Sad state of affairs. My wife works in a convenience store. She had a young lady stop, in near panic, looking for a charger. Her charger had died and she was on her way to the twin cities. She was shocked when my wife told her it was no big deal, that people had traveled the whole country for years without cell phones or GPS. The wife, laughing as she told the story, said that girl acted like we older people were real pioneers traveling all over the place without a cell phone. It's sad that we have become so dependent on a communications device that we no longer know how to interact with real people face to face.

Rick
 

OMB

Active Member
What really gets me POed is when people don't return calls. When I boil over it sounds something like "You mean to tell me in this age of cellphones, texts, email, etc. you couldn't contact me?".

Another issue is the autodailers, I read a while back that banging on the # sign does something to tell the program "don't use this number again"... whether it works, I don't know but it feels good I can do somethingabout those damn calls.

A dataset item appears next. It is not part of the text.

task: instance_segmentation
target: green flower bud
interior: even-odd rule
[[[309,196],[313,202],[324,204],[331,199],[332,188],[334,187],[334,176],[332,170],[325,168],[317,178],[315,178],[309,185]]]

I rarely text, I can talk faster than keying, however, worked for a GC that that kinda required texting ( he claimed he averaged over 100/day), I didn't like it but dealt with it, saved all of them and at the end of the job he tripped over himself contradicting instructions he had texted through the job.

When you look at the big picture I don't think we are any more productive than we were before the wireless revolution, comments such as oldtanker are the norm, the idle chatting and focus on our devices is taking away from what we are really supposed to be doing.